Meinungen, Überzeugungen, Theorien und kollektive Tendenzen treten an ihre Stelle und stützen alle Verirrungen des bewussten Verstandes. Dem Unbewussten sollte dann bewusst Aufmerksamkeit geschenkt werden, damit die Kompensation in Gang kommen kann. Daher ist es besonders wichtig, sich die Archetypen des Unbewussten nicht als eine rauschende Phantasmagorie von flüchtigen Bildern vorzustellen, sondern als konstante, autonome Faktoren, die sie in der Tat sind. ~Carl Jung; Syzygy: Anima und Animus.
Anima und Animus
– Die bewusste Seite der Frau entspricht der emotionalen Seite des Mannes, nicht seinem „Geist“. Der Verstand macht die Seele, oder besser, den „Animus“ der Frau aus, und so wie die Anima des Mannes aus minderwertiger Verwandtschaft, voller Affekte besteht, so besteht der Animus der Frau aus minderwertigen Urteilen, oder besser, Meinungen. ~Das Geheimnis der Goldenen Blume. (Das Geheimnis der Goldenen Blute) 1929. Kommentar von C.G. Jung in CW 13: Alchemistische Studien. S.60
– Die typische Gefahr, die vom Unbewussten ausgeht, kommt für die Frau von oben, aus der „geistigen“ Sphäre, die durch den Animus verkörpert wird, während sie für den Mann aus dem chthonischen Bereich der „Welt und Frau“, d.h. der auf die Welt projizierten Anima kommt. ~“A Study in the Process of Individuation“ (1934) In CW 9, Teil I: The Archetypes and the Collective Unconscious. S. 559
– Kein Mensch kann sich fünf Minuten lang mit einem Animus unterhalten, ohne Opfer seiner eigenen Anima zu werden. Jeder, der noch genug Sinn für Humor hätte, um dem folgenden Dialog objektiv zuzuhören, wäre verblüfft über die große Anzahl von Gemeinplätzen, falsch angewandten Binsenweisheiten, Klischees aus Zeitungen und Romanen, von geschmacklosen Plattitüden jeder Art, durchsetzt mit vulgären Beschimpfungen und hirnzersetzender Unlogik. Es ist ein Dialog, der unabhängig von seinen Teilnehmern millionenfach in allen Sprachen der Welt wiederholt wird und im Wesentlichen immer derselbe bleibt. ~Aion (1951). CW 9, Teil II: Seite 29
– Das Konzept der Archetypen als Ausdrucksform des kollektiven Unbewussten wird diskutiert. Zusätzlich zu dem von Freud angenommenen rein persönlichen Unbewussten wird eine tiefere unbewusste Ebene als existent angesehen. Diese tiefere Ebene manifestiert sich in universellen archaischen Bildern, die in Träumen, religiösen Überzeugungen, Mythen und Märchen zum Ausdruck kommen.

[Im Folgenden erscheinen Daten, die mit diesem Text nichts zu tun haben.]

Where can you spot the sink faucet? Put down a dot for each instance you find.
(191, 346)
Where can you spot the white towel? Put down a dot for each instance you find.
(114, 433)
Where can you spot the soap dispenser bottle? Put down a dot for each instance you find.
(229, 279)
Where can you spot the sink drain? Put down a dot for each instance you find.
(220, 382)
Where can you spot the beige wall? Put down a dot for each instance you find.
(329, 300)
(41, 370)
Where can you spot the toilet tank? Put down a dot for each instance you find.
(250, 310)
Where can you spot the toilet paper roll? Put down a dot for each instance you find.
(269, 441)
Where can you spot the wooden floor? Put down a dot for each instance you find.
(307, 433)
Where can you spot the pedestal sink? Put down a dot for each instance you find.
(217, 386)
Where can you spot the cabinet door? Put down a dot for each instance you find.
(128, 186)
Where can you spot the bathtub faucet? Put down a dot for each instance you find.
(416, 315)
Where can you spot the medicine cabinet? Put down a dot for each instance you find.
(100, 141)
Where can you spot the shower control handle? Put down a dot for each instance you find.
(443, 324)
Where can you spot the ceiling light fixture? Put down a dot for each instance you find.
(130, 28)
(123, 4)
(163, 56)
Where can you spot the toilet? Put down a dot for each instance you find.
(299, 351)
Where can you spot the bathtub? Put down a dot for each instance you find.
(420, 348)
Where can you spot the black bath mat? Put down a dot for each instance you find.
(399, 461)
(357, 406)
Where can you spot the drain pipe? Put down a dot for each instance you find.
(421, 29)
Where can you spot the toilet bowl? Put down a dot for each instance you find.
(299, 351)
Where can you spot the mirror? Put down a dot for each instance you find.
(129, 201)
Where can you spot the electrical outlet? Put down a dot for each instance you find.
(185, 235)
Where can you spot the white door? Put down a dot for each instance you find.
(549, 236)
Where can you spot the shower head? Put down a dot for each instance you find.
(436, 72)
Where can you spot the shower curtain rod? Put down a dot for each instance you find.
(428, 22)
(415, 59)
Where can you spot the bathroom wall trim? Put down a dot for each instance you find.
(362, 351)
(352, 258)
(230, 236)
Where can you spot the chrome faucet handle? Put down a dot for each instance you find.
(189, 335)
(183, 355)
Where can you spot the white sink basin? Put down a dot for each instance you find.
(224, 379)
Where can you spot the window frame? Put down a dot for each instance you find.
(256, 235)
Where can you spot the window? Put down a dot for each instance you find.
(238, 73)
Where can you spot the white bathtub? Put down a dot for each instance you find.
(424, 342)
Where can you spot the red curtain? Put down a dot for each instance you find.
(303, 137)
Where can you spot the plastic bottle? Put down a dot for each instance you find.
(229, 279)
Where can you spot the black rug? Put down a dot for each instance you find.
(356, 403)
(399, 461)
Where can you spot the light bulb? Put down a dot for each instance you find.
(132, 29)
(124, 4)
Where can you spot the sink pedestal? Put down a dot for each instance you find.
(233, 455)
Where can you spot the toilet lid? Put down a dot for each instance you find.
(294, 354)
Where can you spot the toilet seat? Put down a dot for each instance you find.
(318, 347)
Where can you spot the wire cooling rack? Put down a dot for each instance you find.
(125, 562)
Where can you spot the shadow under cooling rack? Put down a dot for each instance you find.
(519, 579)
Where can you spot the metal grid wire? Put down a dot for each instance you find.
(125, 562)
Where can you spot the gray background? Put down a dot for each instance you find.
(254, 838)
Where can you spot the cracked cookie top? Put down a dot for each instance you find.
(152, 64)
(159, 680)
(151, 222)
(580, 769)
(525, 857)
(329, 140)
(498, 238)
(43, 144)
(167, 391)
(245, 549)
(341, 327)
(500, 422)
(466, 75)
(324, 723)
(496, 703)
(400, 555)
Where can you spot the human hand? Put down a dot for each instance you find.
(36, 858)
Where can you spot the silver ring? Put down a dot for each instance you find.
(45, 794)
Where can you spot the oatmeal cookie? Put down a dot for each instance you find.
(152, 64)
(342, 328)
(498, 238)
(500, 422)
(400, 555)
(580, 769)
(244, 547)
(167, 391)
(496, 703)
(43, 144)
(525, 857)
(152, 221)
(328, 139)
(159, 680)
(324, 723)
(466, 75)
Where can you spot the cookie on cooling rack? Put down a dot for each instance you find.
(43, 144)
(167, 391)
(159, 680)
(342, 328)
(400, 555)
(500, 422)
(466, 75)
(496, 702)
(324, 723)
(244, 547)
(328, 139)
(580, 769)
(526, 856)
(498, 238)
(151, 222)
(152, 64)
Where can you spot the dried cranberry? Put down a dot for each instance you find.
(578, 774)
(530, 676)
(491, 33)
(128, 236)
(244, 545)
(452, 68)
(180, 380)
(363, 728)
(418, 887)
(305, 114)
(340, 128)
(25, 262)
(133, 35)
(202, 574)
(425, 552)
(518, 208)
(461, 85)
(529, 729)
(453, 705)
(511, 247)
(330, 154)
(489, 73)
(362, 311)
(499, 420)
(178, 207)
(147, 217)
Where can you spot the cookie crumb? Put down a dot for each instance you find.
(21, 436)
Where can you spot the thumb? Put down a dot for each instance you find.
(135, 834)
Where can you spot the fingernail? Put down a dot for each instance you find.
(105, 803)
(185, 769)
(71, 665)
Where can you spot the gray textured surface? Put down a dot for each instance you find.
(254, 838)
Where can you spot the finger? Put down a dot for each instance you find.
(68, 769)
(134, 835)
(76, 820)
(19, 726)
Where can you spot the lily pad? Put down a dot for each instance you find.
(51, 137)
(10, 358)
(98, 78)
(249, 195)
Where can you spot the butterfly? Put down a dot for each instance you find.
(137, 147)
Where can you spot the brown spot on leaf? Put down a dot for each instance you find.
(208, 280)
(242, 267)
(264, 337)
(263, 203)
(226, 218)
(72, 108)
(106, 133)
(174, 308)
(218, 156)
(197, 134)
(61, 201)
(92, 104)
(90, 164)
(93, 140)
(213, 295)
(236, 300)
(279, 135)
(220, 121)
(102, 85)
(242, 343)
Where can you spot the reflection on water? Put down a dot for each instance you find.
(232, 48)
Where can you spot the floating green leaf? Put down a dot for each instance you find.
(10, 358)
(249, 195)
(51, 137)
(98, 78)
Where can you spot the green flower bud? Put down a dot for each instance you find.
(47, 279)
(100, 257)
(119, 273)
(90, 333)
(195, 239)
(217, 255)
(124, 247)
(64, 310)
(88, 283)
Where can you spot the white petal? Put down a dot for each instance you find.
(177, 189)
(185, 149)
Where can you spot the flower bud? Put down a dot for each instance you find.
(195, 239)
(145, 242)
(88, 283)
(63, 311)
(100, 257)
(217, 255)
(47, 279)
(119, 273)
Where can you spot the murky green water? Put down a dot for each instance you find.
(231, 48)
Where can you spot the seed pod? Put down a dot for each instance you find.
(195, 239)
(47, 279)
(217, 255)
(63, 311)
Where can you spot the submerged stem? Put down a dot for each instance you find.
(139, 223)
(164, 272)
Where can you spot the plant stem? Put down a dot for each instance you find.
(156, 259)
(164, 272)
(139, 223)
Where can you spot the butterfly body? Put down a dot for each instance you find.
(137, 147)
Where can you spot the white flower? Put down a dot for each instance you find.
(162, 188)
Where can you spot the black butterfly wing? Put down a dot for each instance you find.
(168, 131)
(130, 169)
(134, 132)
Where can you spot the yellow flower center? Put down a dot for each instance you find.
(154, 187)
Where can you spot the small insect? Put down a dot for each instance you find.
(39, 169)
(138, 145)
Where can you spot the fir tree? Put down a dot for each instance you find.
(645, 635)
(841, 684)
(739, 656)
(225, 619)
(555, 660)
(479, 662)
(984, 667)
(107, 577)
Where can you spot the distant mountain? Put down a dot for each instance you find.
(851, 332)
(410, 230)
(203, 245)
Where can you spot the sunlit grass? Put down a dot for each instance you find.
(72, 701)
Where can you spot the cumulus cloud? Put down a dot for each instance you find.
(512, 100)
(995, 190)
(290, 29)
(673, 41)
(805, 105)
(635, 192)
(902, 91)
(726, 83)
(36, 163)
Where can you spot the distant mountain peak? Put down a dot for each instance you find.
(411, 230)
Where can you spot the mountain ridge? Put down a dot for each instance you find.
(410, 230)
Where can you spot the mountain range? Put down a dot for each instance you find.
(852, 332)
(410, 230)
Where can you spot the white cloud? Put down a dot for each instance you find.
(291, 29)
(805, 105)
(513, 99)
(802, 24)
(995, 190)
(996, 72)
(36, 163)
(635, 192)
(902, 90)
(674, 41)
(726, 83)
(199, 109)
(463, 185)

Die Archetypen erscheinen als ungefilterte psychische Erfahrung manchmal in ihrer primitivsten und naivsten Form (in Träumen), manchmal in einer wesentlich komplexeren Form aufgrund der bewussten Ausarbeitung (in Mythen). Archetypische Bilder, die vor allem in religiösen Dogmen zum Ausdruck kommen, sind durch und durch zu formalisierten Strukturen ausgearbeitet, die das Unbewusste zwar auf Umwegen zum Ausdruck bringen, aber eine direkte Konfrontation mit ihm verhindern. Seit die protestantische Reformation fast alle sorgfältig konstruierten Symbolstrukturen verworfen hat, fühlt sich der Mensch ohne seine Götter zunehmend isoliert und allein; da er seine externalisierten Symbole nicht mehr auffüllen kann, muss er sich ihrer Quelle im Unbewussten zuwenden.
Die Suche nach dem Unbewussten beinhaltet die Konfrontation mit dem Schatten, der verborgenen Natur des Menschen, mit der Anima/dem Animus, einem verborgenen Gegengeschlecht in jedem Individuum, und darüber hinaus mit dem Archetypus der Bedeutung. Dies sind Archetypen, die personifiziert werden können; die Archetypen der Transformation, die den Prozess der Individuation selbst zum Ausdruck bringen, werden in Situationen manifestiert. In dem Maße, wie die Archetypen in das Bewusstsein eindringen, beeinflussen sie das wahrgenommene Erleben normaler und neurotischer Menschen; ein zu starker Archetyp kann das Individuum völlig in Besitz nehmen und eine Psychose verursachen.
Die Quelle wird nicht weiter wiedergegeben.